La différence est une question qui m'a également tracassé autour de la musique que je pratique, à savoir la musique concrète. Est-ce une musique « autre » ? Faut-il la revendiquer comme telle ?  J'avais même écrit, à l'occasion de son 50ème anniversaire, un texte auquel j'avais donné comme titre « la non-différente musique ». En voici des extraits :

« Que fête-t-on exactement, en 1998 ? Quel nouvel anniversaire vient ponctuer la vie musicale, qui de nos jours s’en nourrit beaucoup ?

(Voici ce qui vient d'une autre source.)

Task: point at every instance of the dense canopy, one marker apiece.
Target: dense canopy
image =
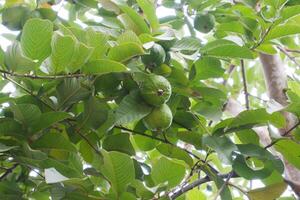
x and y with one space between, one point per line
147 99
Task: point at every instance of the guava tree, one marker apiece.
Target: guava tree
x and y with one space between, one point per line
145 99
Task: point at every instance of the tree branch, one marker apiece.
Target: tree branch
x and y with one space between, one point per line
31 76
8 171
293 59
246 93
198 183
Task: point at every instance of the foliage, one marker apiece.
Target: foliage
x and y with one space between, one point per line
81 125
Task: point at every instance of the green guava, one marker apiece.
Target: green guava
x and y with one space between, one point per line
155 89
204 22
156 56
163 70
13 17
159 119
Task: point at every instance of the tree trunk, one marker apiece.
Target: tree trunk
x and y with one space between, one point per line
276 82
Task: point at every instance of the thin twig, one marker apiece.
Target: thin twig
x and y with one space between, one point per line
199 182
263 37
167 142
32 76
245 85
293 59
28 91
238 188
8 171
39 99
285 134
224 185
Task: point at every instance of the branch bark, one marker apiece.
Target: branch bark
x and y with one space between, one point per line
276 82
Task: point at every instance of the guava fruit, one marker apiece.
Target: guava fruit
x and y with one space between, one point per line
13 17
155 89
204 22
107 84
163 70
156 56
159 119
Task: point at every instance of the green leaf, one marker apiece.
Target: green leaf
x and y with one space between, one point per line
267 49
69 91
132 108
103 66
165 170
150 12
119 142
129 36
4 148
81 56
249 119
187 43
289 12
54 140
36 38
125 51
136 18
186 119
48 119
63 51
26 113
226 49
15 60
191 137
290 151
95 113
208 67
222 145
175 152
248 136
282 31
242 169
118 168
10 127
269 192
97 40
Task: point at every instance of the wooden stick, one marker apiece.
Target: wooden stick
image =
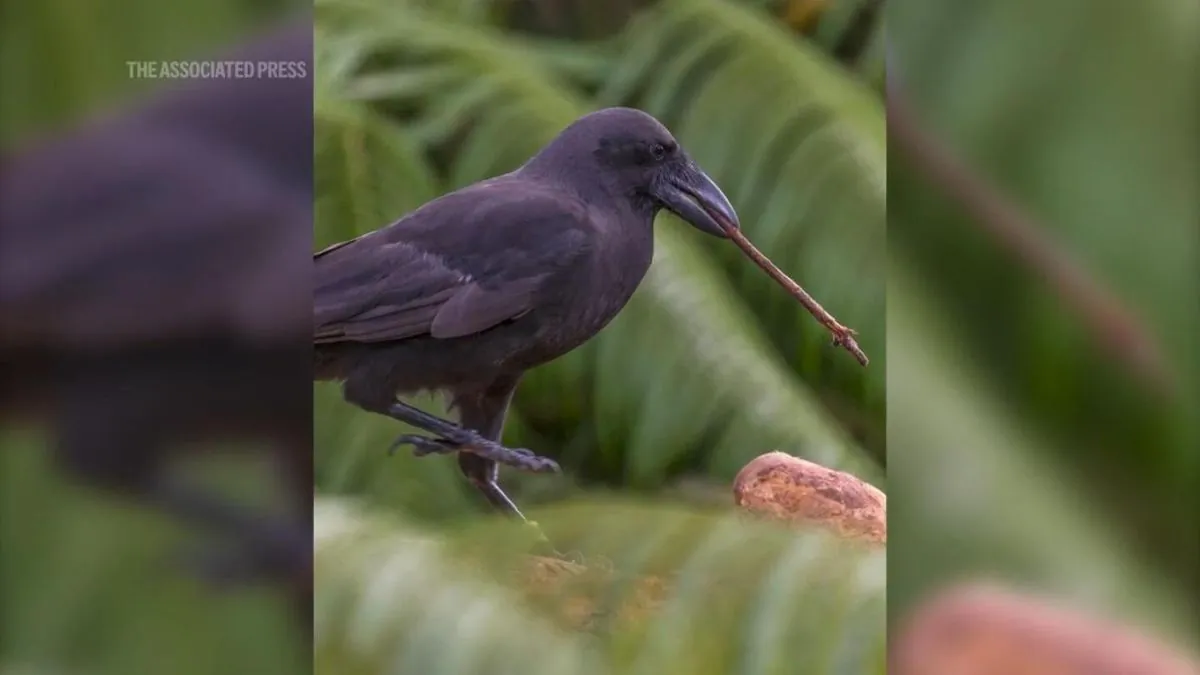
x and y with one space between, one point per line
843 336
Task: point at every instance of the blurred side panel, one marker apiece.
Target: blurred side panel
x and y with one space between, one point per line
1043 314
155 239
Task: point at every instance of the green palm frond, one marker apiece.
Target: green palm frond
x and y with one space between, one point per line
739 597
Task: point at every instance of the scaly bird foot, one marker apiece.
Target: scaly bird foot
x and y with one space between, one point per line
465 441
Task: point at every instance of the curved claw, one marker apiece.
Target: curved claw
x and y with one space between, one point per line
423 446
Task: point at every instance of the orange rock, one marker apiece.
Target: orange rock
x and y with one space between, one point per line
982 629
785 488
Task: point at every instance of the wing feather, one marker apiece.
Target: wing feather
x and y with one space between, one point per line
457 267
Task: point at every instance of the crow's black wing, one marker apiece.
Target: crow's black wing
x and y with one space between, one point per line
459 266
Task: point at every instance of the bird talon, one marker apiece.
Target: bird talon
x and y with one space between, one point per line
423 446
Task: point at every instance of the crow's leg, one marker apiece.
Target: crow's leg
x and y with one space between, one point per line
484 412
450 437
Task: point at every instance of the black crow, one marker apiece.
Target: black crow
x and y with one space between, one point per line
475 287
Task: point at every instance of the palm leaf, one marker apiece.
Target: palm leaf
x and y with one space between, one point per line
391 599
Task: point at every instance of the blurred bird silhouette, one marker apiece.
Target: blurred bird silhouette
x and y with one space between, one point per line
155 292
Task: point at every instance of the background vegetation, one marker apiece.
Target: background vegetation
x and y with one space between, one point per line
1020 443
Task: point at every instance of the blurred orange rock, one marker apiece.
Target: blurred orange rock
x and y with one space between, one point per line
786 488
979 629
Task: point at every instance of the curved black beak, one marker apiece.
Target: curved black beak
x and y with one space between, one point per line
696 198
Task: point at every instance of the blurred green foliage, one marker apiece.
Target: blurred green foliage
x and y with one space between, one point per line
87 581
1018 447
711 364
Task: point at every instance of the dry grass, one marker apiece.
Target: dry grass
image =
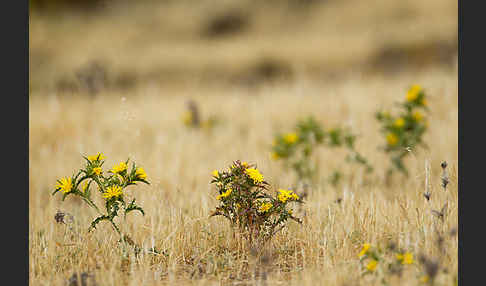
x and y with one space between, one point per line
173 65
147 127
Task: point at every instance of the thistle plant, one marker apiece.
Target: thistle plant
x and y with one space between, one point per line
192 117
245 201
373 259
110 185
295 149
404 132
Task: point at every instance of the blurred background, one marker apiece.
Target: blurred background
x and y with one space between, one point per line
116 76
121 45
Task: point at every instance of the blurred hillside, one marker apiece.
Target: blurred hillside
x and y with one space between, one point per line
121 45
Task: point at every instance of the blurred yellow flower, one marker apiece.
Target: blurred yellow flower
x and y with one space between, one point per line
392 139
254 175
96 157
112 191
413 92
417 116
371 266
291 138
119 168
65 185
265 207
364 250
399 123
140 173
187 118
224 194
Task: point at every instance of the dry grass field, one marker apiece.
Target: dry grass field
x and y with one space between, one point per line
155 63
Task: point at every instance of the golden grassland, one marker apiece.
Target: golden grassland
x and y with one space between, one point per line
146 126
173 64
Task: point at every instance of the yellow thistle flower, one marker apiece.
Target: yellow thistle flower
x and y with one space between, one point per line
413 92
291 138
224 194
187 118
85 186
284 195
424 279
65 184
371 266
392 139
265 207
407 258
140 173
254 175
96 157
113 191
97 171
119 168
417 116
399 123
364 250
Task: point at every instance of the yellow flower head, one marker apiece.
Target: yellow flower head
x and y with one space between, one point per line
424 279
392 139
417 116
97 157
275 156
65 185
119 168
371 266
291 138
140 173
265 207
254 175
284 195
399 123
407 258
224 194
187 118
113 191
97 171
413 92
364 250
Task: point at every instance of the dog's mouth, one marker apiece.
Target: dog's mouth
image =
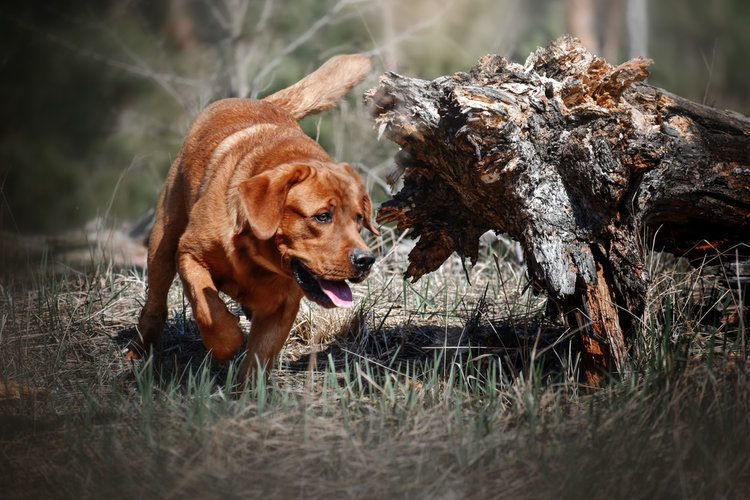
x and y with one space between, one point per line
327 293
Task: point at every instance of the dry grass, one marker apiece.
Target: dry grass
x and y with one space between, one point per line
434 389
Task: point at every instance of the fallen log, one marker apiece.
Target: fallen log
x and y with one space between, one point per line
581 162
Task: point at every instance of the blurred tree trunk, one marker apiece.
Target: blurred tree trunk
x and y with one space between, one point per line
638 28
179 25
581 18
613 31
576 160
390 53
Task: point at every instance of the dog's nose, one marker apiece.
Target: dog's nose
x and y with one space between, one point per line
362 259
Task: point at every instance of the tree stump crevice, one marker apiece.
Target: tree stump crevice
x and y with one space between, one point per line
576 160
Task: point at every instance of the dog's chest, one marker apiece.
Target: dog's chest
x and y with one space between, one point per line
262 294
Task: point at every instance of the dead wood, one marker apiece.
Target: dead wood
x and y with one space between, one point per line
581 162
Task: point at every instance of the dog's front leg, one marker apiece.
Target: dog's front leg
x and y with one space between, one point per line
268 332
219 328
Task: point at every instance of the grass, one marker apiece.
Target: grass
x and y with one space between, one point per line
434 389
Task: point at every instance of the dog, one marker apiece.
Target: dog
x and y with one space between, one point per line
256 209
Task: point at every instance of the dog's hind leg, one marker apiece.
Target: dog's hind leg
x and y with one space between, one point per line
268 332
170 222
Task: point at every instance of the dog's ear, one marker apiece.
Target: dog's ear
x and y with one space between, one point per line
367 210
263 197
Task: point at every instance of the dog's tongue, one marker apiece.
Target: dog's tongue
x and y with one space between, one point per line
338 291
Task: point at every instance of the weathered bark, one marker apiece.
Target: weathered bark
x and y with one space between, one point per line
578 161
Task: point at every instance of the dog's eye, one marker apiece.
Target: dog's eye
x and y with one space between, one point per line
324 217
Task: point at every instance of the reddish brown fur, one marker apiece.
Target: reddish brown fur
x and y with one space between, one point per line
239 204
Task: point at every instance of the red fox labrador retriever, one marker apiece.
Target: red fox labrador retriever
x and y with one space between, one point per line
256 209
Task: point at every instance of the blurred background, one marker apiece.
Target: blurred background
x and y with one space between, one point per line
97 95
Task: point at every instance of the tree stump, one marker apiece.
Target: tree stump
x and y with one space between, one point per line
581 162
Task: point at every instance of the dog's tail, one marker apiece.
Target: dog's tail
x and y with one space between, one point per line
323 88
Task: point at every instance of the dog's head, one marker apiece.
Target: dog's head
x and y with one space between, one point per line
314 213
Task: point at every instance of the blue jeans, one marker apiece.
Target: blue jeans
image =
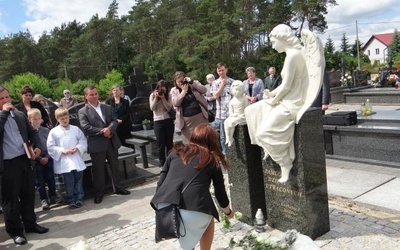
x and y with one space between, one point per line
219 124
45 174
73 186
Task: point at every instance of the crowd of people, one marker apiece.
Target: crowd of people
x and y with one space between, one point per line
104 127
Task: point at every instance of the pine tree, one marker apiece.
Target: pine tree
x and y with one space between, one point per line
394 47
344 46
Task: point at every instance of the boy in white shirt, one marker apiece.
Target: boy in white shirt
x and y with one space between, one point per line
66 144
43 163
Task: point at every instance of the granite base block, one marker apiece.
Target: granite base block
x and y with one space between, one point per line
246 175
302 202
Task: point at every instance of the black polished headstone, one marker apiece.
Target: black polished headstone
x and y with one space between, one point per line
130 90
140 110
144 89
246 175
302 202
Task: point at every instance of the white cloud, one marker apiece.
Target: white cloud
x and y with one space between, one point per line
44 15
373 17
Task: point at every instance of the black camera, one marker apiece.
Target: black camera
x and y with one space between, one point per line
187 80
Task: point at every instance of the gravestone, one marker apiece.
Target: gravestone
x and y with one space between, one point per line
130 90
302 202
361 78
143 89
73 114
334 78
51 107
140 110
246 175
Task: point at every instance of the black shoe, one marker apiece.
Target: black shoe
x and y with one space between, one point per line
19 240
37 229
98 199
123 192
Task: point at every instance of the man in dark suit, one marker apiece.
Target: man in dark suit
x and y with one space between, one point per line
18 175
99 125
272 81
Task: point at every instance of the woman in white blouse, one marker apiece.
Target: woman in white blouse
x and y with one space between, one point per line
160 104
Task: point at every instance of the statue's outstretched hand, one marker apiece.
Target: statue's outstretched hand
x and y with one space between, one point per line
266 94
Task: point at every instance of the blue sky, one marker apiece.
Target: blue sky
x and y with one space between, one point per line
373 16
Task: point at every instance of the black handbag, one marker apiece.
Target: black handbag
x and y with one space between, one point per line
167 223
172 113
168 220
211 116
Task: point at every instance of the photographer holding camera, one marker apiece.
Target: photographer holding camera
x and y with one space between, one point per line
160 104
191 106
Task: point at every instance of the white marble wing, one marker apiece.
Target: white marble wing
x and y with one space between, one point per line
313 53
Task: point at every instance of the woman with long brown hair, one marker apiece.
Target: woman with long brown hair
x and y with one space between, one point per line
197 208
191 106
160 104
121 112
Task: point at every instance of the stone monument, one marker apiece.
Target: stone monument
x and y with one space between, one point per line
291 137
301 203
246 175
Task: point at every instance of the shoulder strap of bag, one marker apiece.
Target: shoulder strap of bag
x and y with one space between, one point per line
194 177
179 214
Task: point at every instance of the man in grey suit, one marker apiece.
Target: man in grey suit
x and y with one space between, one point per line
18 176
272 81
99 125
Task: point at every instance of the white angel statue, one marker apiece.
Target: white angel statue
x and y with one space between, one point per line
271 122
236 110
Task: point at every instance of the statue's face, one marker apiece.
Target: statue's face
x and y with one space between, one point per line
277 44
237 89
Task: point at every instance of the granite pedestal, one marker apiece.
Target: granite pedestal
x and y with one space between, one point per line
302 202
246 175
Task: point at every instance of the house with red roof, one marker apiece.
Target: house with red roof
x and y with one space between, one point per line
377 48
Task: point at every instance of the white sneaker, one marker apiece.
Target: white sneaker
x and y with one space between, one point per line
45 205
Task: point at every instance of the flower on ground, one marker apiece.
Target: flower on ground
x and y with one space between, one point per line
392 78
346 80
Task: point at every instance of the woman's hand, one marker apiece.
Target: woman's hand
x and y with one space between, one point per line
229 213
185 88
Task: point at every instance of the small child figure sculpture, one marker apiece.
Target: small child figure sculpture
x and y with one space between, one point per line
236 111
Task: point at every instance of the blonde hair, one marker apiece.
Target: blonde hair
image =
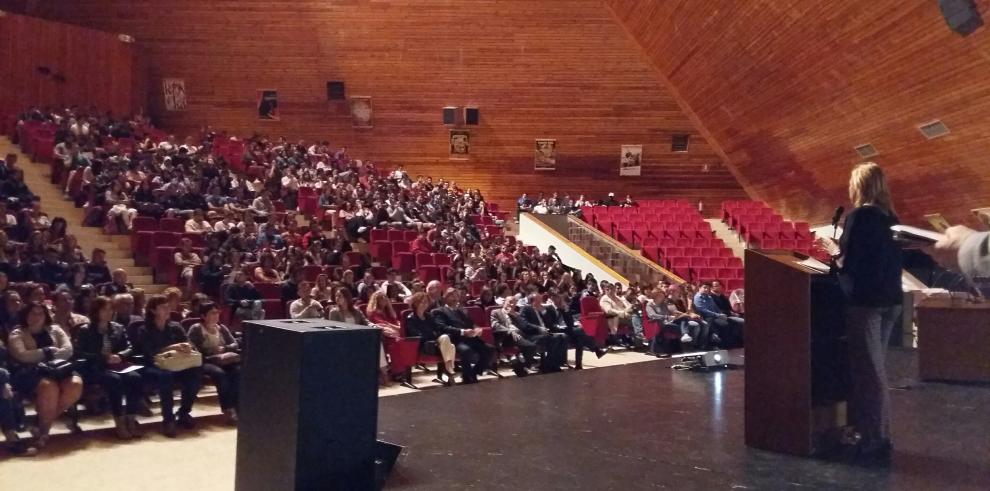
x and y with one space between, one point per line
867 185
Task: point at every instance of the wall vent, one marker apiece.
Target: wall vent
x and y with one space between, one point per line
679 143
934 129
867 150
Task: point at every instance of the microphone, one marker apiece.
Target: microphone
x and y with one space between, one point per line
835 220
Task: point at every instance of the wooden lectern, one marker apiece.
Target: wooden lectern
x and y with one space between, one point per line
796 375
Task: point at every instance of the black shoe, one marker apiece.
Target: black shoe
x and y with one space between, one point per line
186 422
168 429
518 367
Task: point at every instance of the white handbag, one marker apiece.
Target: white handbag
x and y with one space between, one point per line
177 361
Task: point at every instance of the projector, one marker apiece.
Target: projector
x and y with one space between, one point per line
718 358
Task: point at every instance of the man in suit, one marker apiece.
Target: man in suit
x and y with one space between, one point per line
554 345
559 319
453 320
509 328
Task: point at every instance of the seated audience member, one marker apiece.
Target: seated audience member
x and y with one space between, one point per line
62 314
160 334
123 310
737 300
196 224
221 357
245 299
554 345
97 272
104 348
7 410
660 309
118 284
420 324
476 356
187 260
729 328
344 311
266 271
558 318
617 311
37 347
510 330
306 307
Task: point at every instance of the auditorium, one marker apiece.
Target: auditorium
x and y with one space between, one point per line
494 244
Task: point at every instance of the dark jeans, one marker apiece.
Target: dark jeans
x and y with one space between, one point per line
868 333
118 388
476 357
227 379
165 381
6 405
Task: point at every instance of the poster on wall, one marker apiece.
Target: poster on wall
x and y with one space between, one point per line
175 94
545 154
460 144
631 160
361 111
268 105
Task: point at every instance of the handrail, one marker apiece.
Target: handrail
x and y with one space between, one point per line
631 253
579 250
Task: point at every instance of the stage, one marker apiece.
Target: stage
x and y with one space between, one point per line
635 424
645 426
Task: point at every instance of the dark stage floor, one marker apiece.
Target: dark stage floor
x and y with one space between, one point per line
644 426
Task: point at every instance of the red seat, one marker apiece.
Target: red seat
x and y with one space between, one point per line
428 273
424 259
171 225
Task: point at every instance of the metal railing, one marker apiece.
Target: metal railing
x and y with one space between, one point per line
628 262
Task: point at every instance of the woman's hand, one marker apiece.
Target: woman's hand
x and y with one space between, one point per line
829 245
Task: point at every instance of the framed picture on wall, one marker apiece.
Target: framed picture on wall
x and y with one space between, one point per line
174 90
460 144
545 154
361 111
268 105
631 160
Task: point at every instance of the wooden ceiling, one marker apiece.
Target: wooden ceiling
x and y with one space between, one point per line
560 69
786 88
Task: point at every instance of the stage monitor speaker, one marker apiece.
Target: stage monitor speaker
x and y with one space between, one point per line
962 16
335 91
472 116
309 407
450 115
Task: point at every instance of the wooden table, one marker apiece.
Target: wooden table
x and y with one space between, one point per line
953 340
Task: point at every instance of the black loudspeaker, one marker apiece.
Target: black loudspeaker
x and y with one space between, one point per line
450 115
335 91
961 15
472 116
309 407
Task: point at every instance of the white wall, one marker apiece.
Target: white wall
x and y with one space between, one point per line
535 233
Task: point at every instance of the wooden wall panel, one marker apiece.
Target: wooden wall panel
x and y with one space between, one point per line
787 88
99 69
536 68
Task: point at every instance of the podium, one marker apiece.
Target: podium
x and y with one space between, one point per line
308 406
796 372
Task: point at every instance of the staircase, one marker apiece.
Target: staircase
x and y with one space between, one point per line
729 236
118 247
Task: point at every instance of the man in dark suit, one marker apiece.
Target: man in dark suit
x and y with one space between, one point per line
558 318
453 320
510 330
554 344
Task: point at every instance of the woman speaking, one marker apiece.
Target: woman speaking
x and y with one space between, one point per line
869 262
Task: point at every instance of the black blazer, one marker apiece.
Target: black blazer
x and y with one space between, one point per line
89 344
450 321
871 260
533 320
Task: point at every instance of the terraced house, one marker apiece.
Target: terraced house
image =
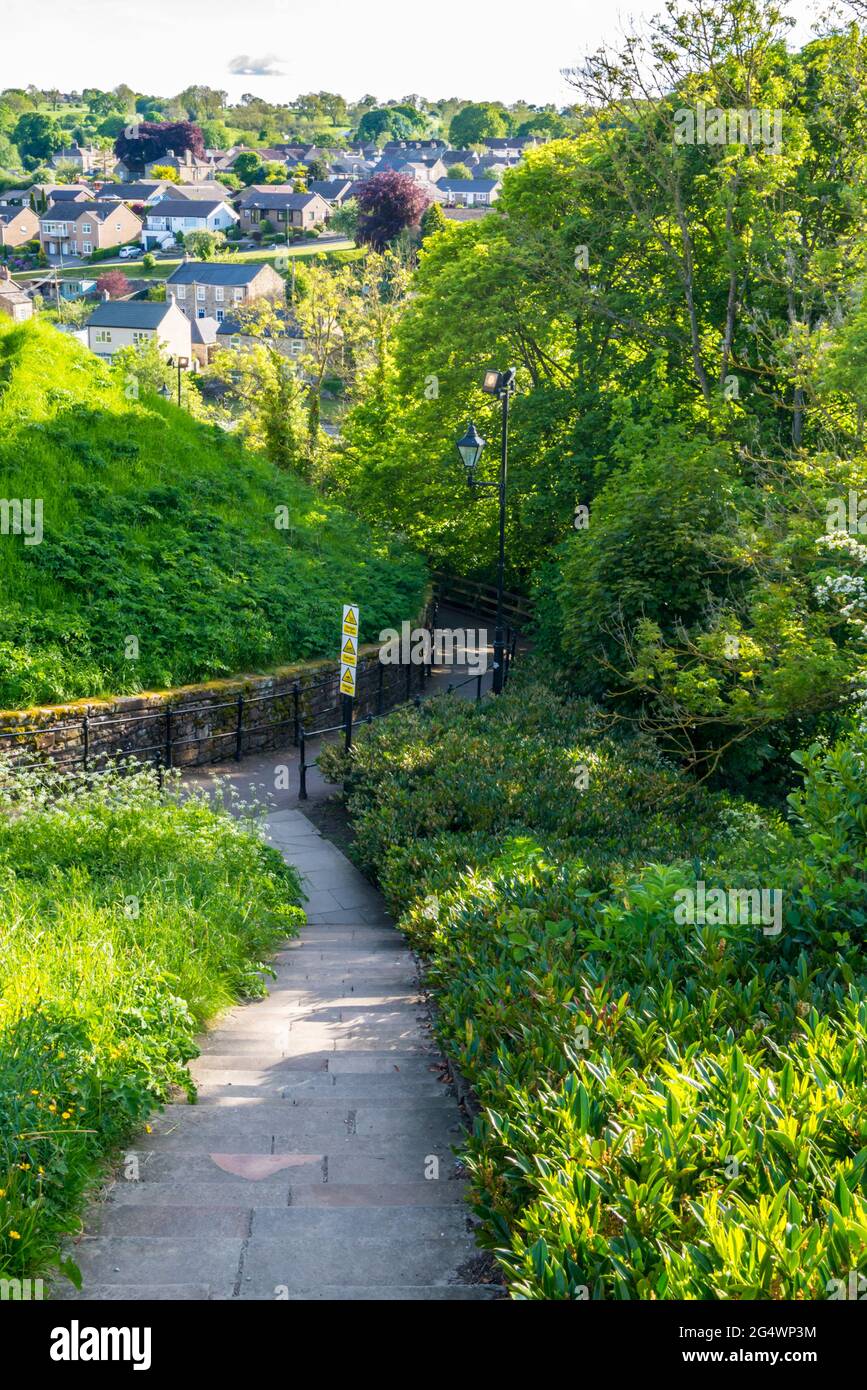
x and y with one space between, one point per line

Un anniversaire pour une fois pas seulement commémoratif, et pour une fois au service du futur : celui de la musique conçue et réalisée sur support, cette musique que Pierre Schaeffer, qui l’inventa à Paris en 1948, baptisa “musique concrète”.

D’emblée Schaeffer - et c’est pourquoi, malgré le grand nombre de tentatives similaires contemporaines et parfois antérieures dans le même domaine, c’est bien lui l’inventeur du genre - avait saisi et affirmé l’essentiel. Il ne s’agissait pas spécialement d’une musique dont les sources étaient différentes de toutes les autres (on pouvait la faire et il la fit aussi bien avec des sons de piano ou de flûte qu’avec la voix parlée ou avec des sons de chemins de fer), et il ne s’agissait pas non plus d’une musique dont le “langage” serait basé sur une position de refus et d’exclusion à l’égard des critères de la musique traditionnelle, donc qui se définirait entièrement par rapport à cette dernière : c’est pourquoi on trouve dans les premières œuvres de Schaeffer et Henry des gammes et des mélodies. De quoi s’agissait-il alors? D’une musique construite directement sur et pour le support d’enregistrement, “sans le secours d’une notation musicale ordinaire”, comme disait Schaeffer - ce qui change autant de choses par rapport à la musique traditionnelle que le cinéma par rapport aux arts de représentation en direct comme le théâtre et l’opéra.

Pour des raisons complexes (je renvoie notamment à mon ouvrage, L’Art des sons fixés, Metamkine / Nota Bene, 1991), le terme de “musique concrète” fut abandonné provisoirement vers la fin des années 50, cependant que le même genre, exactement, se continuait, se développait et se diversifiait sous différentes appellations, dont aucune ne s’est encore imposée internationalement: musique électroacoustique, musique acousmatique (proposé par François Bayle en 1973), etc... En 1988, j’ai proposé de revenir à l’expression de musique concrète dans son sens initial (à savoir, musique sur support, quelles que soient la source et les techniques employées) et, en 1997, j’ai lancé une campagne de signatures pour manifester avec d’autres compositeurs notre souci de voir un jour réunifiées sous un terme commun des musiques dont le principe de réalisation est le même, quelle que soit la diversité des appareils et des esthétiques.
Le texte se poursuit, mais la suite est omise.